Many D.C. rap fans were angered by the remarks, and some even threatened to attack Cudi at a recent show at George Mason University. But rapper Fatz da Big Fella decided that, rather than fighting Cudi, he'd just unleash some fighting words: He recently released a Kid Cudi diss track, "Am I My Brother's Keeper." The rapper says recording it was less about defending Wale, and more about making sure people didn't think they could disrespect an artist from this area without facing retaliation.

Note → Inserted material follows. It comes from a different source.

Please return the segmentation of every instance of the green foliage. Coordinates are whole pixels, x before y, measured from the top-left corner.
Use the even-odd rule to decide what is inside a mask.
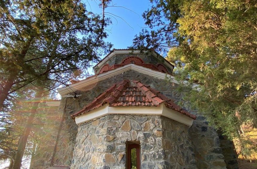
[[[109,1],[100,1],[100,7],[104,10]],[[98,56],[109,51],[112,45],[104,41],[107,36],[104,29],[110,19],[88,11],[82,2],[0,1],[0,117],[4,117],[0,121],[0,143],[3,145],[0,160],[13,159],[18,138],[25,135],[22,133],[28,128],[25,126],[43,118],[36,113],[36,109],[41,110],[40,104],[32,106],[35,99],[40,99],[35,96],[39,91],[43,92],[41,99],[54,97],[59,86],[86,72]],[[19,104],[21,101],[23,103]],[[27,120],[34,115],[35,119]],[[31,130],[27,130],[30,135],[26,156],[33,154],[29,148],[35,147],[31,146],[38,138],[33,133],[38,130],[34,127]],[[10,136],[5,138],[4,133]],[[22,140],[27,140],[28,135]],[[10,148],[1,151],[9,144]],[[18,163],[21,160],[15,161]]]
[[[158,47],[171,47],[167,59],[175,65],[178,79],[188,79],[187,85],[191,87],[198,84],[199,90],[191,90],[184,99],[230,138],[239,139],[246,148],[256,148],[256,143],[238,132],[242,124],[257,126],[256,1],[155,2],[145,17],[146,23],[162,23],[154,18],[169,21],[170,26],[175,25],[174,30],[165,26],[154,31],[158,34],[162,30],[165,33],[160,37],[176,39],[177,43],[159,43]],[[151,37],[144,38],[149,46],[154,47],[147,43]],[[137,46],[146,44],[134,42]]]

"There wasn't anything personally with me against [Cudi], but somebody had to take a stand," he says. "I wanted to show that we support each other here. Everybody knows he dissed Wale. We can say anything we want about our own, but we're not gonna let anyone from out of town talk about our own. I'm from D.C., and was raised by people in the penitentiary, and their motto was, 'I might not like you on the street, but in jail, we protect our own.'"
Big Fella says what really concerned him about the whole Wale/Cudi thing was that the lack of response from D.C. rappers made the city look bad. "It wasn't so much [Cudi's] diss, it was the comments," he says. "I was reading the blogs, and saw comments like, 'I knew D.C. was soft,' and things of that nature."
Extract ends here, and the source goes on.